Recent research commissioned by workspace brokerage Office Freedom has revealed that 87% of workers are working longer hours than they are contracted to. In addition, most have agreed that they are doing more when working from home.

Two thousand office workers participated in the survey to uncover working habits across the UK. The survey compared trends and patterns between cities, regions, ages, and genders.

According to the survey:

  • Workers in Oxford, Sheffield, and Worcester have the longest working day, at an average length of 7.3 hours.
  • Over 80% of respondents work more than they are contracted to.
  • 28% of men state that they work more hours than contracted daily, compared to 13% of females.
  • 63% of workers take a maximum of 30 minutes for lunch.
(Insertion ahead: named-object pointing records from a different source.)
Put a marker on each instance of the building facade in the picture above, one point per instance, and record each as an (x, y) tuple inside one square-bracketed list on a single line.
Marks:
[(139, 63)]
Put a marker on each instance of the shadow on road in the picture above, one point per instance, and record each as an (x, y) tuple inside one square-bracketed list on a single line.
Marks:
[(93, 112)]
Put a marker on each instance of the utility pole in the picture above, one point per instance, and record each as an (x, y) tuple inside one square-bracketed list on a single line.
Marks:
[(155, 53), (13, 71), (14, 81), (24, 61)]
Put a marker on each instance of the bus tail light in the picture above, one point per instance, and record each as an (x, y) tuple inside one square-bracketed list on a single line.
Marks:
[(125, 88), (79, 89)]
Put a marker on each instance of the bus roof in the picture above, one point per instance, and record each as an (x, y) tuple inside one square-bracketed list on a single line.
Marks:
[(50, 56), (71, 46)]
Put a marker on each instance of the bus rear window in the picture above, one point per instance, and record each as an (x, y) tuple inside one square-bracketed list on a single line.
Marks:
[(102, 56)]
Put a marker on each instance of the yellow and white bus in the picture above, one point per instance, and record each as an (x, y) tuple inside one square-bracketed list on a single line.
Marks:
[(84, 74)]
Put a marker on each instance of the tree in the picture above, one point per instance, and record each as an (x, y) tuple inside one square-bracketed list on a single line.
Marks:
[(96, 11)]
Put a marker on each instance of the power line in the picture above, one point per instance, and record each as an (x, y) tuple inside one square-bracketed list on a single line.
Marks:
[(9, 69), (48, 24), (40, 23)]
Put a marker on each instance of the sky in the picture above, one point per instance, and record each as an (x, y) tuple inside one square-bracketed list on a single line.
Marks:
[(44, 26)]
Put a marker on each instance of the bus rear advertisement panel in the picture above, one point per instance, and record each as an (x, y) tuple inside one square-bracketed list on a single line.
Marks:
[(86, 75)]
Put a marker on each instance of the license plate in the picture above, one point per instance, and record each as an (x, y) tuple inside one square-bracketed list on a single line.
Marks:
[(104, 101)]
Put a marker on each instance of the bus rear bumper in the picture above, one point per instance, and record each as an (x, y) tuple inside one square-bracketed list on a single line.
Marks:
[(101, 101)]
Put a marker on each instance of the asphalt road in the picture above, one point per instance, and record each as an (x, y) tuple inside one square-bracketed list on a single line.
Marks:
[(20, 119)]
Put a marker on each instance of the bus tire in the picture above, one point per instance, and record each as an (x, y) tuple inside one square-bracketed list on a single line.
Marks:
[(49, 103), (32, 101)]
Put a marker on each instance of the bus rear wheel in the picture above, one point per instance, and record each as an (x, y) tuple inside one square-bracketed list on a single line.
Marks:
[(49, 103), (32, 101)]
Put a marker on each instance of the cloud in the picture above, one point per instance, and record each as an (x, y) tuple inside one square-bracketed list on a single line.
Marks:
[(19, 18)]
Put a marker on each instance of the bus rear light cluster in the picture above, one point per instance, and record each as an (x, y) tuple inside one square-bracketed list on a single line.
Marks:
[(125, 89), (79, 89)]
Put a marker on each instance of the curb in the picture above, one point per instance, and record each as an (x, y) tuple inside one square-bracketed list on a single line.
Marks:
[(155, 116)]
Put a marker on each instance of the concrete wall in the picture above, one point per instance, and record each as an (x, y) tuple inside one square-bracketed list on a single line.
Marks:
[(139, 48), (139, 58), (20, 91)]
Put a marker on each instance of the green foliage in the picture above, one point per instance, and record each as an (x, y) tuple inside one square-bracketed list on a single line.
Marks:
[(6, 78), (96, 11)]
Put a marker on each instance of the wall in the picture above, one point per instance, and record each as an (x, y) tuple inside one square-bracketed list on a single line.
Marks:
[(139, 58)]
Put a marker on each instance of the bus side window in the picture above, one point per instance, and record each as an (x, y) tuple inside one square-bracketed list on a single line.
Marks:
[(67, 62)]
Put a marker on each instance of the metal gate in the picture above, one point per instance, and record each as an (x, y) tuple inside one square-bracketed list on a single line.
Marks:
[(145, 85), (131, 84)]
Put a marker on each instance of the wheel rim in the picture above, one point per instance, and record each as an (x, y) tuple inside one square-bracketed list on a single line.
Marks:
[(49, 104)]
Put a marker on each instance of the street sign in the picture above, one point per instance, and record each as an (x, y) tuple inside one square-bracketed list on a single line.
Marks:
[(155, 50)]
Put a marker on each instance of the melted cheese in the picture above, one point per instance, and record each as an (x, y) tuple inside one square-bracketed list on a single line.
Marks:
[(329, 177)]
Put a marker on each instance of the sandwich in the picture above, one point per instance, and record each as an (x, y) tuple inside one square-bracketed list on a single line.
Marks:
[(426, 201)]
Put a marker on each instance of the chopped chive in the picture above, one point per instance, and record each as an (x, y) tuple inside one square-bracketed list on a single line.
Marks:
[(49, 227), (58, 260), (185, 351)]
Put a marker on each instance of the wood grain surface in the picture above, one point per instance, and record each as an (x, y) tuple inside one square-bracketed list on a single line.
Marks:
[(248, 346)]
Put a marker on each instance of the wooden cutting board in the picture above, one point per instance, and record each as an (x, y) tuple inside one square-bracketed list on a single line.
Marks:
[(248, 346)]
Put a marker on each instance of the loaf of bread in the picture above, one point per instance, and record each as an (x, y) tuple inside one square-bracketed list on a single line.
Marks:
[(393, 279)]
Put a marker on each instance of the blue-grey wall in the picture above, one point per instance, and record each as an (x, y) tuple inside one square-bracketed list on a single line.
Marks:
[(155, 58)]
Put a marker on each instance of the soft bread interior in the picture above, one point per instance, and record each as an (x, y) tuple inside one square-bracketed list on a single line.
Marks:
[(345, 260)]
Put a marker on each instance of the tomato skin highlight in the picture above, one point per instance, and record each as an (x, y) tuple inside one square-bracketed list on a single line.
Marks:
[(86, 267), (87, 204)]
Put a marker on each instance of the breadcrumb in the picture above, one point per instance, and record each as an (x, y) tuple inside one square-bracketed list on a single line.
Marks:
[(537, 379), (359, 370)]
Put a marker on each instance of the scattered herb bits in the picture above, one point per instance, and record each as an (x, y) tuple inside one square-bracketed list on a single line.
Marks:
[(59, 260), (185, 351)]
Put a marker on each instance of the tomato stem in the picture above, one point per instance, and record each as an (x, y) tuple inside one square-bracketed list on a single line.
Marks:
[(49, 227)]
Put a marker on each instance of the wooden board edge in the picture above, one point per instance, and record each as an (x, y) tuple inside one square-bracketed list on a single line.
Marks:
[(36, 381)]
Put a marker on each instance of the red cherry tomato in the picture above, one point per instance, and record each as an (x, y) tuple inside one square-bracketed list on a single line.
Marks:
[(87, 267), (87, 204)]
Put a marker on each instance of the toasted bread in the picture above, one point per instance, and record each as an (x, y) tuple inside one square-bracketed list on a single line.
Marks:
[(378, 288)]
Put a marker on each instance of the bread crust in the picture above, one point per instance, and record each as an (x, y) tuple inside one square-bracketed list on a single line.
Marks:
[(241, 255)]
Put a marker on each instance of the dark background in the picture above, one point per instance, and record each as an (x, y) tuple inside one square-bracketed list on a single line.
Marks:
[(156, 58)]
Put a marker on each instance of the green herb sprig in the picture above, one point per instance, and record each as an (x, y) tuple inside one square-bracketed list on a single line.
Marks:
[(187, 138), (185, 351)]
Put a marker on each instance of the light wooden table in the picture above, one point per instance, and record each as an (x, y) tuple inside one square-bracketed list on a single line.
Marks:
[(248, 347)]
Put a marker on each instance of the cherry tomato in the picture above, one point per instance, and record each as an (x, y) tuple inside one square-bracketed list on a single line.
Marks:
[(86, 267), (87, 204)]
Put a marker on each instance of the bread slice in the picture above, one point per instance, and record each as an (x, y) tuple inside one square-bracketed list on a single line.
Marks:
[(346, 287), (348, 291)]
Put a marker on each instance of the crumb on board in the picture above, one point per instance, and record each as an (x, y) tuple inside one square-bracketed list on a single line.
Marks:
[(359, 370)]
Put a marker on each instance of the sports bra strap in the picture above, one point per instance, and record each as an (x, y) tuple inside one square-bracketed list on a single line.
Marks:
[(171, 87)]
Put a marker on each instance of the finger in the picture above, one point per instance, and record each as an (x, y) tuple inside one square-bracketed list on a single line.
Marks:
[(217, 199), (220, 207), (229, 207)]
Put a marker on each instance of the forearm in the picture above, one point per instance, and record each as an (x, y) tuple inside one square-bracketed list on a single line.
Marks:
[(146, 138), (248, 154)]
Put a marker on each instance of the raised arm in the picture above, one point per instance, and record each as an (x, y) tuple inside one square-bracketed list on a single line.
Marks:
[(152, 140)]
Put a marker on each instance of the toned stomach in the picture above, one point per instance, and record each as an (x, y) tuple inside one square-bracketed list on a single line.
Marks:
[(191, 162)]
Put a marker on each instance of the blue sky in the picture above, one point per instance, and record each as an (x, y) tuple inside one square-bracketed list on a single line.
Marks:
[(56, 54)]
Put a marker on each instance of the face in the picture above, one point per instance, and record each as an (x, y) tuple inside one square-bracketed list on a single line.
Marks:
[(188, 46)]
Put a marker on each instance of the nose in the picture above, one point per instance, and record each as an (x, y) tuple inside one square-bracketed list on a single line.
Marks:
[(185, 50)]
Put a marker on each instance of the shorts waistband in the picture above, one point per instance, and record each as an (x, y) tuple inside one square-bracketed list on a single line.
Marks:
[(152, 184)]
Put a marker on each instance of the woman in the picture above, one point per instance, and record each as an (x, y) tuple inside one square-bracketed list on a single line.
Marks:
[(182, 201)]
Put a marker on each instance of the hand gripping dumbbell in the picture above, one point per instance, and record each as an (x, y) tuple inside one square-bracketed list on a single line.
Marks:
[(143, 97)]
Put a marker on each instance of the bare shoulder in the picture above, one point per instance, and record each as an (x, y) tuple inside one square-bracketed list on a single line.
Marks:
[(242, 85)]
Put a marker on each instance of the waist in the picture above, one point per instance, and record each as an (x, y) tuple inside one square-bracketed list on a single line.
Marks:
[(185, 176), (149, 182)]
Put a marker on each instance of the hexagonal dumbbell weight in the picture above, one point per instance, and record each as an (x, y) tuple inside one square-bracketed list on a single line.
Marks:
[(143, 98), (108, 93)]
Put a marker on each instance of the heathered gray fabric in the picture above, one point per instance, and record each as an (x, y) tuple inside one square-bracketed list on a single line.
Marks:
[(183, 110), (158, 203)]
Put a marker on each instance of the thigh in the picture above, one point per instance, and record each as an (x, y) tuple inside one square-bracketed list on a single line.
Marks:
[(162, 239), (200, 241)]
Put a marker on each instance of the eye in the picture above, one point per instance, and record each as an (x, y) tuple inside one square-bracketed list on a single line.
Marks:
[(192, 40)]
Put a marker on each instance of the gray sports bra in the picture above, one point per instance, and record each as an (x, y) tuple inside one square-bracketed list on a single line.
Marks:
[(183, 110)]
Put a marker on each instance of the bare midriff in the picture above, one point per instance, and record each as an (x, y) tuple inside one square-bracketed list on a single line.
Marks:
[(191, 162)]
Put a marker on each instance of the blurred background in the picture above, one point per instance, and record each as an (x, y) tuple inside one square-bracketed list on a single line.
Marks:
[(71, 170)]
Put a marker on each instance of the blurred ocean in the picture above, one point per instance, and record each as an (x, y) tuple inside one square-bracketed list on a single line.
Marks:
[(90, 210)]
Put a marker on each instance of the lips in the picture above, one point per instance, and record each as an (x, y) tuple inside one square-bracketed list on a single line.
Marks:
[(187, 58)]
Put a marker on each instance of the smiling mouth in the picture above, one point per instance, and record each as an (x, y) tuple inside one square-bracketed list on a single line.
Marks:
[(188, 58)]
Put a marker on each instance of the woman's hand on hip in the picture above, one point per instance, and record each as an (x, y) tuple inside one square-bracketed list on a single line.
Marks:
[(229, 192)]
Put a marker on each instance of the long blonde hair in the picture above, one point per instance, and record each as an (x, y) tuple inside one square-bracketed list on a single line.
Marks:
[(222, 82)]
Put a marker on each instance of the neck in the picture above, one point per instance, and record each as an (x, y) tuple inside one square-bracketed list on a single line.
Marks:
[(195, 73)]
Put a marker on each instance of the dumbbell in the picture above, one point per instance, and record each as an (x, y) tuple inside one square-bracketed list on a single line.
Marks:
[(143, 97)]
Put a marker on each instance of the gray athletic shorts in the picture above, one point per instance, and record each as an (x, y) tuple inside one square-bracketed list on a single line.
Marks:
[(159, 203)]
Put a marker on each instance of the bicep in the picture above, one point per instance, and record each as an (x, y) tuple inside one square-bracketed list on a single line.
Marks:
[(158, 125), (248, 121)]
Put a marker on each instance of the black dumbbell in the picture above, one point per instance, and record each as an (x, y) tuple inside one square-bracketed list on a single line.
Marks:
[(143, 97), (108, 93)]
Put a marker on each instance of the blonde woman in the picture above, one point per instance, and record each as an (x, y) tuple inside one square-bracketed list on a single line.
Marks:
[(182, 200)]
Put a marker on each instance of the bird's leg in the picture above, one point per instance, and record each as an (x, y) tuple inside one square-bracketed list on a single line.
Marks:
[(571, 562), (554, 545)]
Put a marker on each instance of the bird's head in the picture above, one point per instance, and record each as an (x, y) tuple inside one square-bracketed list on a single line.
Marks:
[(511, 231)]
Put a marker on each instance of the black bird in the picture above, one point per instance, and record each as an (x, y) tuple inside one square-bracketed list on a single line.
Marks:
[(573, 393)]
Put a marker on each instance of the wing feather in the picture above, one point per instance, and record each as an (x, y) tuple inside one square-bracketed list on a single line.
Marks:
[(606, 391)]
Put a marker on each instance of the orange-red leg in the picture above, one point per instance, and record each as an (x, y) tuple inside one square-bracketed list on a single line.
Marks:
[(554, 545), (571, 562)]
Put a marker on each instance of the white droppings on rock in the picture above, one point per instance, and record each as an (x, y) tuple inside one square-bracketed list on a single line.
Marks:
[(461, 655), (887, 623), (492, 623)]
Workers in the West Midlands take the longest break, whereas workers in the South West take the shortest breaks at an average of 25 minutes.
  • One-third of workers are taking longer lunch breaks when working from home.
  • Despite the long working days and employees putting more hours into their jobs, 37% of workers feel they are not rewarded for doing a good job.
  • Common benefits among all employees are high street discounts, health and wellbeing initiatives, insurance, and extra holidays.
  • 45% of respondents rated their company highly for being appreciative, with companies in Scotland being the most highly rated.
  • Across all regions, 67% of respondents enjoy where they work.
  • Younger workers are more likely to enjoy where they work than those aged 35 and over.
  • Since working from home and hybrid working were introduced, most employees state that they enjoy working more than previously.
  • 42% would be disappointed to return to five days in the office.

A spokesperson from Office Freedom said: “It seems that the flexibility of hybrid working has enabled more people to enjoy their jobs and take away some of the day-to-day stresses, like commuting, for example.”

“Rather than spending hours on the train or in the car, it’s apparent many would rather put that time back into their working day.”

“This new way of working is here to stay, especially now that the benefits have been realised by both companies and employees. Inevitably, working habits have changed for the better and it’s now time for companies to embrace the shift and ensure their initiatives and expectations align with the new norm.”